Sprint considers further promiscuity
Sprint's technology mix would make even the most open-minded technologist would blush
Published: 14 July, 2010
Sprint has commitment issues - it's official. As it stands, the US' number three mobile operator has already climbed into bed with three different technologies. With its 2004 acquisition of Nextel and its majority ownership of Clearwire, the US carrier offers mobile services over a veritable smorgasbord of wireless standards - iDEN, CDMA/EV-DO and WiMAX. But apparently, this isn't enough. Clearwire executives happily go on record extolling the joys of LTE - the rival 4G technology to WiMAX - and, according to Sprint Nextel CEO Dan Hesse, if Clearwire moves in the LTE direction a marriage with T-Mobile USA makes sense. Such a development would add GSM and WCDMA/HSPA to Sprint's technology mix making the carrier so promiscuous that even the most open-minded technologist would blush.
In an interview with the FT, the Sprint CEO revealed that he sees "logic" in a merger between Sprint and T-Mobile USA, if the two companies were using the same 4G technology. Hesse provided no further details, but perhaps Sprint might also consider buying an analog network to add something exotic.
Jokes aside, there is indeed some "logic" to such a tie-up. As the number three and four US carriers, Sprint and T-Mobile have been struggling over the past few years against the two market leaders - Verizon and AT&T. While Sprint has been haemorrhaging subscribers to its competitors, T-Mobile has only recently switched its 3G network live and is on a race to expand coverage.

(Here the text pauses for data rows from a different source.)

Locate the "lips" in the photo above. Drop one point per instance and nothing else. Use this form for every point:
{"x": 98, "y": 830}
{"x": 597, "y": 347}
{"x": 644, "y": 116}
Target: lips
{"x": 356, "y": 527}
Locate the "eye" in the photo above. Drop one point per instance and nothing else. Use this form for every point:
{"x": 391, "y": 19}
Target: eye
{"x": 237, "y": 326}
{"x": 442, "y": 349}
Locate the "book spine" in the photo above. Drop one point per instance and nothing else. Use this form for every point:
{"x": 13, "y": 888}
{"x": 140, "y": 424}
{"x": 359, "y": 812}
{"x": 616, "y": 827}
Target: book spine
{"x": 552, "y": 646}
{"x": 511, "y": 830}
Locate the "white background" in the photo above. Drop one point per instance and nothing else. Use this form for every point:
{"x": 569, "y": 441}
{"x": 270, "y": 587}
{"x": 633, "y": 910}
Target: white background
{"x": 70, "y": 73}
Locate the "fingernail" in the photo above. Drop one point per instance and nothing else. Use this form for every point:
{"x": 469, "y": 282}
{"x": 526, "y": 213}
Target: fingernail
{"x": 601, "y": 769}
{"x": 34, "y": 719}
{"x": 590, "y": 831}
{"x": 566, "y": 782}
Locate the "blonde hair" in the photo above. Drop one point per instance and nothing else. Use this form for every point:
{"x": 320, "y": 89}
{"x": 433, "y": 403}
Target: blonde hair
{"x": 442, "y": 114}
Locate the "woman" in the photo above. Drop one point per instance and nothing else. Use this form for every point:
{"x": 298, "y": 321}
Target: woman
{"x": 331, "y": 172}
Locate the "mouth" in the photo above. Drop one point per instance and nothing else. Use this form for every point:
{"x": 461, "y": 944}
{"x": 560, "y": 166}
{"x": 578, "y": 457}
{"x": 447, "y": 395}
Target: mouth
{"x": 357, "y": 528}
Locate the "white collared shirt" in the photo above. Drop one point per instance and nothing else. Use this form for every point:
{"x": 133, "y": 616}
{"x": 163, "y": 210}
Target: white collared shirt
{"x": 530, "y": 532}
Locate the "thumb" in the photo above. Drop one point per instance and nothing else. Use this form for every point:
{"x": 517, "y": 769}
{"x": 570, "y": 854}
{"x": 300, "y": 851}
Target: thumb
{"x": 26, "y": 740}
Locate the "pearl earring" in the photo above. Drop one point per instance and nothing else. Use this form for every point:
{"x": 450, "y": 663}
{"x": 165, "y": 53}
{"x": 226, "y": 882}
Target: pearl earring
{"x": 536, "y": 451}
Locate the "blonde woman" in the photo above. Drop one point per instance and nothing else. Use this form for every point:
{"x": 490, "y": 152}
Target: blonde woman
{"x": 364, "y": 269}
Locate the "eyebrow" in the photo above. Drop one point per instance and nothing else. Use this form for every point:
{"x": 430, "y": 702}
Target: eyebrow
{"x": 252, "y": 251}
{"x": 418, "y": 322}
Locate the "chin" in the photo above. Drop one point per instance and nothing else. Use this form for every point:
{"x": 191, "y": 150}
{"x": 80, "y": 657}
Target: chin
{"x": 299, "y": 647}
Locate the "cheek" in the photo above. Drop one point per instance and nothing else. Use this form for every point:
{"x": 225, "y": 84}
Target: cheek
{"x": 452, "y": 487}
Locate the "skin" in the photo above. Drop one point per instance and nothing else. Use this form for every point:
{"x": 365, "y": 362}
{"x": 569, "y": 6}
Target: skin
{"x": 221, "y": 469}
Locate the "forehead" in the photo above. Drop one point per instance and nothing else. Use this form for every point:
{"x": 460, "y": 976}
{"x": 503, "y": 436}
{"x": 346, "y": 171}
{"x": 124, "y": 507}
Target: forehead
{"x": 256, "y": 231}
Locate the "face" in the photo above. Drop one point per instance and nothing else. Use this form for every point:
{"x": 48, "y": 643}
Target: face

A limited amount of spectrum is a further challenge for T-Mobile, which has still not announced any firm 4G plans, although it's hard to imagine it would migrate towards anything but LTE. Sprint on the other hand has a healthy supply of spectrum and a Clearwire move to LTE appears to be the industry's worst kept secret.
Sprint-TMo would have the customers, footprint and spectrum to more aggressively compete with Verizon and AT&T, but it would produce a network cocktail consisting of four incompatible wireless families - iDEN, CDMA, GSM and WiMAX - spread over three separate generations - 2G, 3G and 4G. If there's one lesson Sprint has learnt from its Nextel acquisition it is that integrating an entirely different network technology into your business isn't fun.
Back in 2008, T-Mobile's parent, Deutsche Telekom, looked at buying Sprint and merging it with T-Mobile USA, but the German group decided against the move, partly because Sprint was using different 3G wireless technologies. Perhaps 4G commonality now provides the opportunity to rekindle thoughts of a relationship, but T-Mobile is warned not to feel flattered by the interest Sprint is showing - the truth is that it's just looking to add another notch to its technology bedpost.